Behind that tiny little face that has enthralled my children is a sinister mind. You are getting bolder in your torment of me, poking that little head out from under the fridge and looking at me while I sit here and type. I hear you heartlessly chewing the wires on my fridge. Since you're so smart, I feel sure that you are aware of the current economic crisis, and you should know that instead of replacing a broken fridge, I'd much rather spend my money on something exciting, like gas.
Furthermore, you are giving me no credit for trying humane, no-kill methods at the beginning. I was going to set you free, for Pete's sake–free to take your mousey little mind games over to the neighbor's house.

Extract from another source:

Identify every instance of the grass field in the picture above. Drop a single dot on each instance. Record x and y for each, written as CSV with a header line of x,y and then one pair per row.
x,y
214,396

Thanks to you, I find myself looking for little mice in my peripheral vision, everywhere I go. Every piece of gray fuzz or dirt in my house (and oh, there are many) is suddenly suspect.
You have also ruined peanut butter for me, possibly forever. Every time I see a glob of it now, I picture the residue left behind after you licked the trap clean, without snapping it.
Cheeky little rodent.
You are messing with me.
And it has to stop. I have a friend with a cat, and I'm not afraid to call her, even if it means sneezing for the next three months.
It's you versus me, bucko, and one of us is going down.
And seeing as how I'm the one sitting here composing a letter to a rodent, I think we all know which one it will be.